THE CHEAP SEATS with STEVE CAMERON: What better way for Timme to go out as a Zag?
The countdown begins today.
Drew Timme will be playing the first of a maximum six games in the NCAA tournament when the Zags open proceedings against Grand Canyon.
After this event, well …
The Gonzaga program will be missing a mustache — and one of its greatest players.
It will also mark the departure of a character who has entertained his fans (and driven opposing supporters just about nuts) for the best part of four seasons.
The Zags’ all-time leading scorer started four games as a freshman, and since then has trotted out for the opening tip in 97 consecutive scraps over these past three years.
You want to call him a fixture in the Gonzaga program, but predictably, Timme himself sniffs at that description.
“It makes me sound like a dishwasher or some other home appliance,” he said.
That reply alone suggests that it’s awfully difficult to pore over Timme’s impact at Gonzaga and manage to get through it with a straight face.
Drew Timme, the pride of Richardson, Texas, makes basketball loads of fun while still competing furiously.
He might chuckle and chat with opponents, but take this to the bank …
He HATES to lose.
IT’S HARD to imagine Gonzaga without Timme.
In The Kennel and beyond, that reality is bound to feel a bit like the local hoops universe has somehow slid off its proper axis.
Until Drew actually signs some sort of professional contract, here in the States or perhaps overseas, there will be organized groups gathering to beg their hero for one more year.
And, yes …
Timme does have one more year of eligibility in his pocket.
Despite his love for Gonzaga and loyalty to the program — he’s a Zag for life — Drew COULD choose to play a fifth season somewhere else.
You know, somewhere close to home in the Dallas area.
Imagine the NIL money he could rack up repping for some Texas mattress company.
Timme, though, insists that he wants to take on the challenge of making it in the NBA — despite what we’ve heard from scouts and personnel people about his 23 percent shooting behind the 3-point line, or about a lack of “twitchy” athleticism that would make him a defensive liability at the next level.
This is a 6-10, 235-pound kid who plays basketball like he’s dueling his brother in the driveway — but is deadly serious about his game, and where he might be able to take it.
He jokes about the NBA, but always manages to mention that he hit five 3-balls in a league-sponsored scrimmage after his junior season.
Drew intends to find a way.
MEANWHILE, he has more ‘stache twirling (for dunks) and arm-flapping (for floaters in the lane) to provide us as the collegiate level.
Somewhere between one and six games of it.
Gonzaga is the 3-seed in a West Region that includes Kansas, UCLA, Connecticut and TCU — plus the usual assortment of upset-minded dark horses.
Make no mistake, though.
Timme came to Gonzaga, in part, to win a national championship.
The title-game loss to Baylor two years still stings, especially since the Zags came into that game at 31-0 — with an almost superhuman belief that they were destined to run the table.
Even worse, critics who doubt the Zags’ chances this year point to Timme getting killed in the post by Baylor’s combination of size and strength.
The naysayers point to Gonzaga’s lack of defensive authority near the hoop, and that analysis is basically a knock on Timme and Anton Watson.
So, you can guess …
If Drew Timme wanted to provide Gonzaga’s first national title two or three years ago, this season has become almost like a crusade.
THE ZAGS were hammered by Texas and Purdue early in the season, before Mark Few introduced a press to help the defense speed up play and force mistakes.
Few knows that his team cannot play 40 minutes of flawless, in-your-face defense.

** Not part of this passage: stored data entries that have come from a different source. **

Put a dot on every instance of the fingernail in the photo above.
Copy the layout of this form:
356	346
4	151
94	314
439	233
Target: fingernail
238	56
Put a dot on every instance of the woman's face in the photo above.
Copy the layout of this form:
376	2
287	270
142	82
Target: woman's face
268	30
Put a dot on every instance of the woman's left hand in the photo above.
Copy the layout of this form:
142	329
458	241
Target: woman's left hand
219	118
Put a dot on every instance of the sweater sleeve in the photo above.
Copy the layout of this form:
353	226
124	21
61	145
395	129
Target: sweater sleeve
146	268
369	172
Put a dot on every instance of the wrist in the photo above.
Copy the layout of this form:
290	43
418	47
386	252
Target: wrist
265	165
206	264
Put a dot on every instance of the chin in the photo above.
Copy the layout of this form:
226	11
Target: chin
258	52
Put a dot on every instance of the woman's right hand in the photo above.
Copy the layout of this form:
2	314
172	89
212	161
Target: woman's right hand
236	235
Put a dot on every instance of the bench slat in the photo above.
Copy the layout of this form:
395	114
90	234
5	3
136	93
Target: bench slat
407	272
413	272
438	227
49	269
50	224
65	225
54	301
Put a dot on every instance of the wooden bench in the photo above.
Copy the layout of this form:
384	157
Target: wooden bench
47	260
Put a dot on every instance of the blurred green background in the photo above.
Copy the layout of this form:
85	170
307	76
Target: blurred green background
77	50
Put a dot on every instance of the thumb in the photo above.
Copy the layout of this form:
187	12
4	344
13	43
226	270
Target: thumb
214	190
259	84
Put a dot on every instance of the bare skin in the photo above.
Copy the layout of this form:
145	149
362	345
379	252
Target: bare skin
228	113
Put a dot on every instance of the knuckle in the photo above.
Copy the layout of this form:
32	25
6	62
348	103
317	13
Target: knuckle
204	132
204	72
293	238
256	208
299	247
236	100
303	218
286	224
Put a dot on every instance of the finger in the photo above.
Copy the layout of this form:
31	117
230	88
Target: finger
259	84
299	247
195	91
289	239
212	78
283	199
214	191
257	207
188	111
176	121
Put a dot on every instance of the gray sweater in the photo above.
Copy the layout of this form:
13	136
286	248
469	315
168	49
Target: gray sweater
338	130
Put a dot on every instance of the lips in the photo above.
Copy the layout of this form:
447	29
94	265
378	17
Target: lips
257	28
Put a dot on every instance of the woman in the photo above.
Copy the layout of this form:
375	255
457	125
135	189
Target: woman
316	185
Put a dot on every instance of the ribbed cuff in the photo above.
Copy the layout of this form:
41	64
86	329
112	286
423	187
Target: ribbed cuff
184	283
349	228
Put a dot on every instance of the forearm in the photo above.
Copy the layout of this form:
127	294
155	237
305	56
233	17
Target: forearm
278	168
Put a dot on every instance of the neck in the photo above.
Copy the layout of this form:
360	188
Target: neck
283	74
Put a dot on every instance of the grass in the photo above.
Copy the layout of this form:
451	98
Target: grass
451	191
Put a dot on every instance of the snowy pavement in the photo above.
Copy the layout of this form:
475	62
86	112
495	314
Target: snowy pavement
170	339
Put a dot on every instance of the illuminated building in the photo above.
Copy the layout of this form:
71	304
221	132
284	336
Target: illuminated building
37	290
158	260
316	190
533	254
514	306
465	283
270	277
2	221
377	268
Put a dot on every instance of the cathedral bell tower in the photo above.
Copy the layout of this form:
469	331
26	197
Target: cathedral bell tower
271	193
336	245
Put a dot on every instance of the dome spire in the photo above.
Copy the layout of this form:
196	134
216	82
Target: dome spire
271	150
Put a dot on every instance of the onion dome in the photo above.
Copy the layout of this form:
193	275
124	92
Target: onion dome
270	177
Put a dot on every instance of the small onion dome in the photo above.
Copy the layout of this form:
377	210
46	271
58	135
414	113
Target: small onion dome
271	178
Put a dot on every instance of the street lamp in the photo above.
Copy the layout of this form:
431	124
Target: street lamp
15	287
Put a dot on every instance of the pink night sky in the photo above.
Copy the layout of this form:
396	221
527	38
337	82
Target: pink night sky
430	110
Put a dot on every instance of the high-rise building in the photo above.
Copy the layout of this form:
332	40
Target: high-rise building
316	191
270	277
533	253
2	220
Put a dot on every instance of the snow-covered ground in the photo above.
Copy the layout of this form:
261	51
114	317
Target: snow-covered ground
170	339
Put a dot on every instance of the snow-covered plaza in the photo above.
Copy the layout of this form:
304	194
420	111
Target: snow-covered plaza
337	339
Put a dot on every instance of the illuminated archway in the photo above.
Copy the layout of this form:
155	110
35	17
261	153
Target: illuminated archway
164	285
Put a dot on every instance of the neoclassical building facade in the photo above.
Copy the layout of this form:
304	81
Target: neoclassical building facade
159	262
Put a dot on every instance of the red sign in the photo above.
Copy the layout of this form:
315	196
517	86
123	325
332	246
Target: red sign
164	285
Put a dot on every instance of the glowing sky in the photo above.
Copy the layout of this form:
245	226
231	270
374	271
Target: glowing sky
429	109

Instead, he wants occasional intense stretches on that end of the floor, allowing the Zags’ offense (which scored a hundred points against No. 1 overall seed Alabama) to explode and create some game-changing runs.
That emphasis suits Timme, Watson and the rest of the Zags almost perfectly — because they can all run and create some spells of havoc.
How will it work, now that it really matters?
Timme naturally tends to laugh and suggest things will turn out however they’re meant to be.
He doesn’t mean that for a second.
Gonzaga’s leader is going to play these games like a giant Energizer bunny.
Even Drew’s mom, Megan, told a reporter for The Athletic that seizing this “natty” means everything to her son.
Yes, he WILL acknowledge the school — and all the followers who love him — when the Zags have played their last game in this tournament.
Timme damn well intends to go all six, and then twirl his mustache while lifting the trophy that Gonzaga covets with such passion.
Now, THAT would be a scene.
Steve Cameron’s “Cheap Seats” columns appear in The Press four times each week, normally Tuesday through Friday unless, you know, stuff happens.
Steve suggests you take his opinions in the spirit of a Jimmy Buffett song: “Breathe In, Breathe Out, Move On.”